Interprétée par cinq acteurs, la pièce ne compte pas moins de vingt-sept personnages. Mathieu Genet et Alban Guyon incarnent respectivement Danton et Camille Desmoulins. Jenna Thiam, Jean-Louis Coulloc’h et Brice Borg se partagent tous les autres rôles, parmi lesquels on compte aussi bien celui de Saint-Just que de Robespierre.
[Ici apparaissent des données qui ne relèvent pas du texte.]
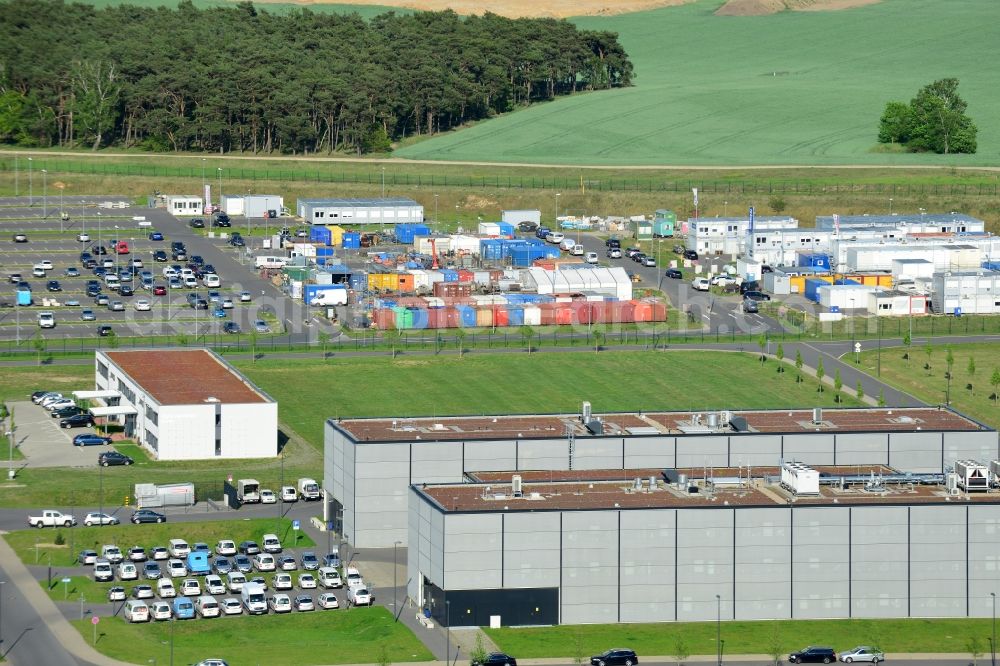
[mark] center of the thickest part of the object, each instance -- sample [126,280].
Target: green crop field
[789,88]
[522,383]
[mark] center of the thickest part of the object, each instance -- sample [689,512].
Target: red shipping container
[564,315]
[384,318]
[501,317]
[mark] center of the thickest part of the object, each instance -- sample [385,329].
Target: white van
[235,581]
[206,606]
[270,542]
[270,262]
[136,611]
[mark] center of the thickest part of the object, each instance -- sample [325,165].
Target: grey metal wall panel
[756,450]
[984,558]
[820,562]
[863,449]
[589,567]
[647,565]
[704,563]
[472,551]
[436,462]
[813,449]
[879,543]
[650,452]
[980,446]
[710,451]
[543,454]
[597,453]
[490,456]
[915,451]
[937,561]
[531,550]
[762,565]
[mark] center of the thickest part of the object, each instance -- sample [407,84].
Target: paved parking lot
[44,443]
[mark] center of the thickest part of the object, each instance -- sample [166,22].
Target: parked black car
[147,516]
[495,659]
[112,458]
[77,421]
[813,655]
[756,296]
[615,657]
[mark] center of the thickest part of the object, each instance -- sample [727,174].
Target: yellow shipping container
[336,234]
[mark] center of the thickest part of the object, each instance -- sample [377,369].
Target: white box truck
[248,491]
[308,489]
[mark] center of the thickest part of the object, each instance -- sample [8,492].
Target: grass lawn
[612,381]
[970,392]
[127,535]
[780,637]
[777,102]
[320,637]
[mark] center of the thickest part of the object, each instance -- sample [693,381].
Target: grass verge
[25,542]
[773,638]
[921,370]
[320,637]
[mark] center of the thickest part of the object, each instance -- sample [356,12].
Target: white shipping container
[532,315]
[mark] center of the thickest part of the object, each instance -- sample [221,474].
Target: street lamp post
[718,627]
[993,642]
[394,593]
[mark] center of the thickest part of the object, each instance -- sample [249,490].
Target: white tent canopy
[96,395]
[112,411]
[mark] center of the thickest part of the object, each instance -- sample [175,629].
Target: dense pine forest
[243,79]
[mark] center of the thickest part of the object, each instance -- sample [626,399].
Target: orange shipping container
[484,316]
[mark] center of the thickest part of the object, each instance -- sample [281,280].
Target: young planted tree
[527,332]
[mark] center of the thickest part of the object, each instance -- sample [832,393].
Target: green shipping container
[642,230]
[664,223]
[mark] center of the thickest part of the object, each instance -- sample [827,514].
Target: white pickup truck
[50,518]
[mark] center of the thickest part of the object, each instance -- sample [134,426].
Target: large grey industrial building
[395,210]
[652,517]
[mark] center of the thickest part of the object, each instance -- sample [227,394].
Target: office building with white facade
[185,404]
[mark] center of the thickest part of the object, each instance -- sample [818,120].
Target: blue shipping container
[811,288]
[467,314]
[351,240]
[319,234]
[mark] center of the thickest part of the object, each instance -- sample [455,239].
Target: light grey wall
[661,565]
[375,512]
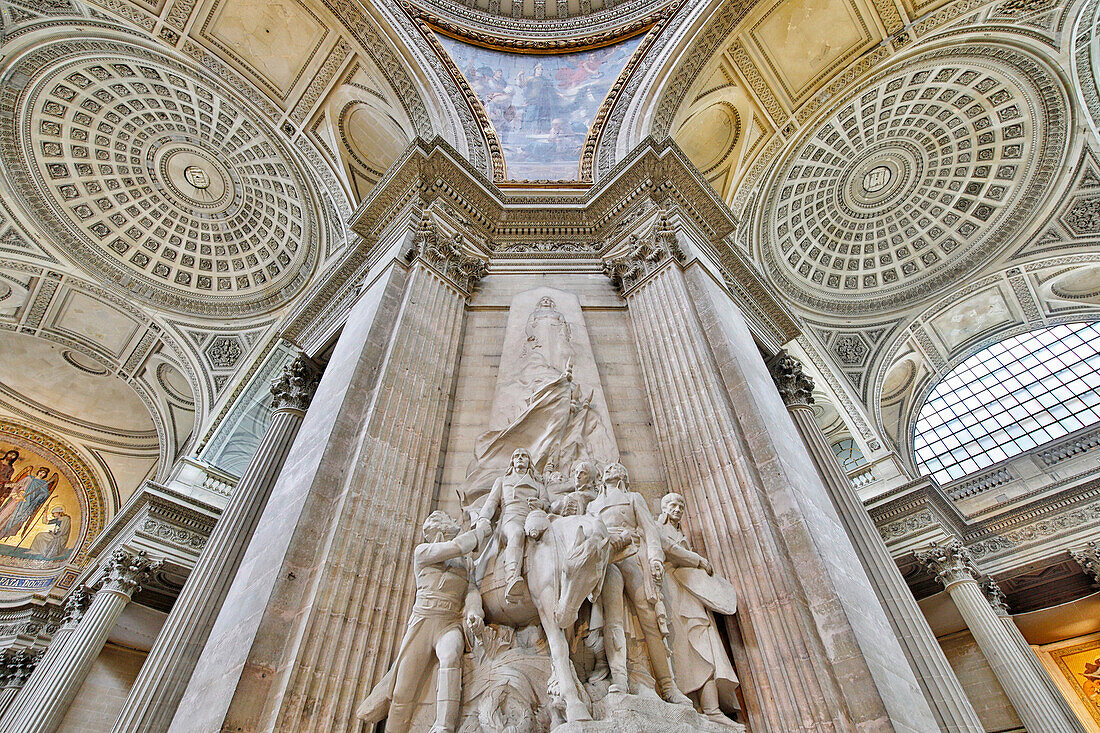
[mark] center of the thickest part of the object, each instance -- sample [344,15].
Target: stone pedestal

Cette belle idée de François Orsoni transforme la pièce en une œuvre chorale qui s’accorde aux visions de Büchner. “Dans La Mort de Danton, des prostituées font le trottoir, des charretiers se disputent en pleine rue, des ivrognes battent leurs femmes, toute la brutalité de l’existence est saisie à vif, précise le metteur en scène. Aucun filtre, mais quelque chose de très brut, d’âpre, qui me rappelle certains documentaires de Raymond Depardon.”
“Cela ne finira donc jamais ? La lumière ne s’éteindra-t-elle donc jamais ?”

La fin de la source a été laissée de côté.